Austrian pine is a native of Eurasia but has been planted in America (as an ornamental or as a windbreak) for years. You are most likely to encounter it in lawns and other planted landscapes, though you might also find Austrian pines persisting at old abandoned home sites. If you are planting one, put it in deep, moist, well-drained soil in full sun. It can tolerate clay soil, urban conditions, and (once established) some drought.

This pine rarely spreads beyond its plantings and has been popular for landscaping for many years. However, a serious needle disease called Diplodia tip blight has infected many specimens, causing dieback of branches and, at times, death of the trees. Large infected trees are almost impossible to cure with fungicides. Scotch pine (Pinus sylvestris) is also susceptible to this problem.

map of Austrian Pine Distribution Map
Distribution in Missouri

Used in landscaping statewide, but trees in one small population in St. Louis County were found reproducing; hence their official inclusion in the flora of our state.

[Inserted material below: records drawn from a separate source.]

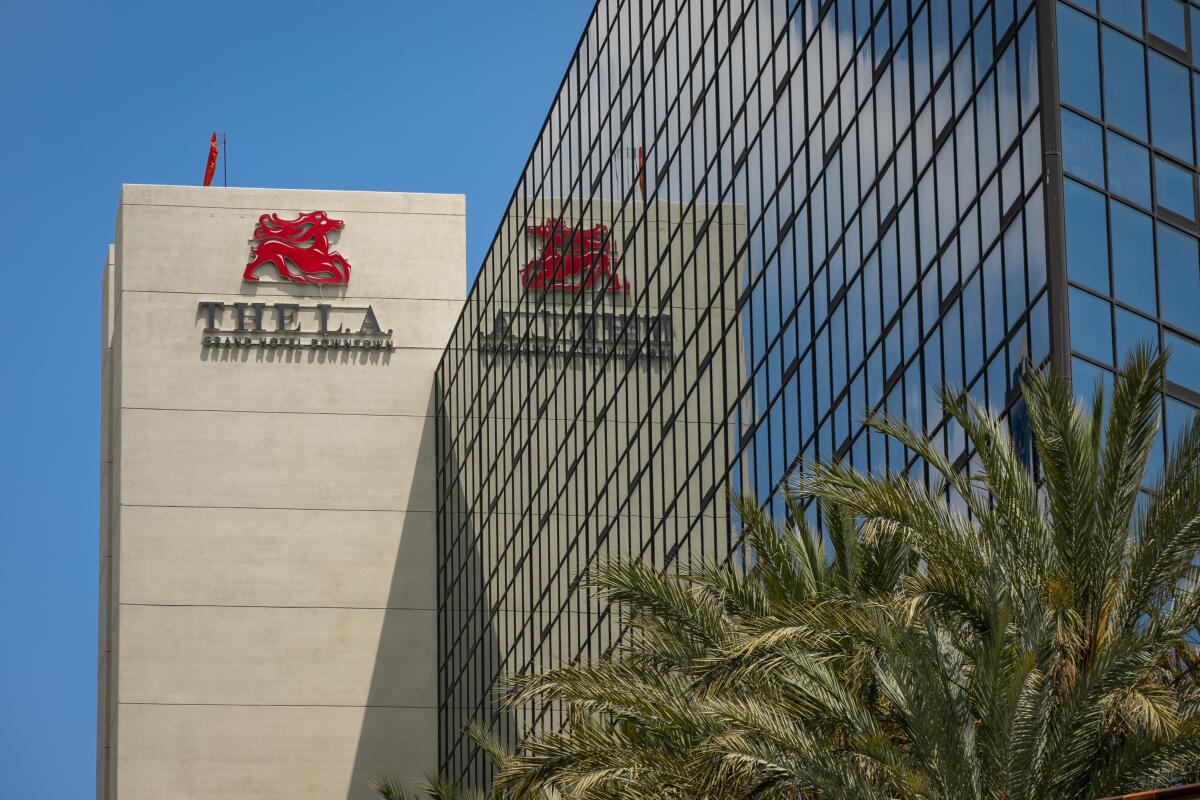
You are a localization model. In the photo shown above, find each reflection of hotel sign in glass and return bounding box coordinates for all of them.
[479,218,673,360]
[197,211,395,350]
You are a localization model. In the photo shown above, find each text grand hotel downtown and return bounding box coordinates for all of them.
[96,0,1200,800]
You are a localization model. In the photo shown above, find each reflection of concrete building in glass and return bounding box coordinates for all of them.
[97,0,1200,800]
[438,0,1200,781]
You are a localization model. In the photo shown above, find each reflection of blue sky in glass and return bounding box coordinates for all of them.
[1056,0,1200,479]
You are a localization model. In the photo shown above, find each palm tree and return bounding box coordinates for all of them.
[482,350,1200,800]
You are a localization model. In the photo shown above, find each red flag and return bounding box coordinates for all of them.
[204,132,217,186]
[637,148,646,200]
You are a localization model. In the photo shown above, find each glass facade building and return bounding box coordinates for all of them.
[437,0,1200,783]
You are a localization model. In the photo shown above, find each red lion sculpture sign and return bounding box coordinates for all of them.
[521,219,629,291]
[241,211,350,283]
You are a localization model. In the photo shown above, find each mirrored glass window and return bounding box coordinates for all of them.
[1063,180,1109,294]
[1062,110,1104,186]
[1103,27,1146,139]
[1154,222,1200,332]
[1110,203,1158,314]
[1069,289,1112,366]
[1057,2,1100,116]
[1108,131,1150,209]
[1154,157,1196,221]
[1147,0,1188,49]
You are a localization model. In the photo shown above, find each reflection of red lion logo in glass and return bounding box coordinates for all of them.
[241,211,350,283]
[521,219,629,291]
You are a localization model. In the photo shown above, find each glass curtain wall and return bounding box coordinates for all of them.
[437,0,1051,784]
[1056,0,1200,481]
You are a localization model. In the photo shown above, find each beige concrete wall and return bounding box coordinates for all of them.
[96,186,466,800]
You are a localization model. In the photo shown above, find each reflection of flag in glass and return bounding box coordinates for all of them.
[204,131,217,186]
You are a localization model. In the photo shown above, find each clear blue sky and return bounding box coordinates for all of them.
[0,0,592,800]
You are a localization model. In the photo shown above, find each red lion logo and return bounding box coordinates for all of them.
[241,211,350,283]
[521,219,629,291]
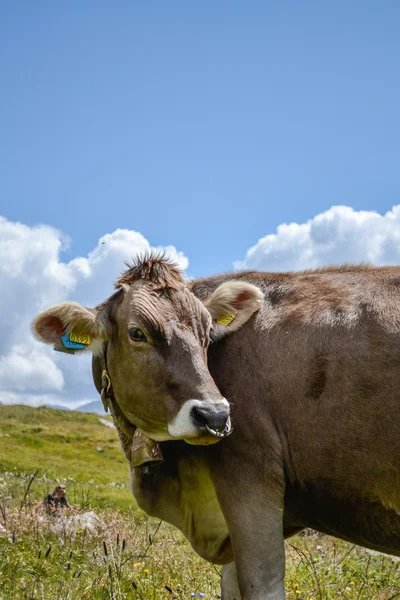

Nonnative. Native to Eurasia. Considered part of Missouri's flora because sometimes it reproduces on its own in our state.

Human connections

Pines, both native and introduced species, are significant nationwide for landscaping, timber, windbreaks, erosion control, and for Christmas trees. Only one species, the shortleaf pine (Pinus echinata) is native to our state, but it, too, makes a huge economic contribution.

Ecosystem connections

Pines of all types provide habitat for birds and other wildlife, and a number of creatures, including squirrels and certain types of birds, eat the seeds. When ice storms come in winter, many birds can survive only by seeking shelter in the dense foliage of evergreen trees and bushes.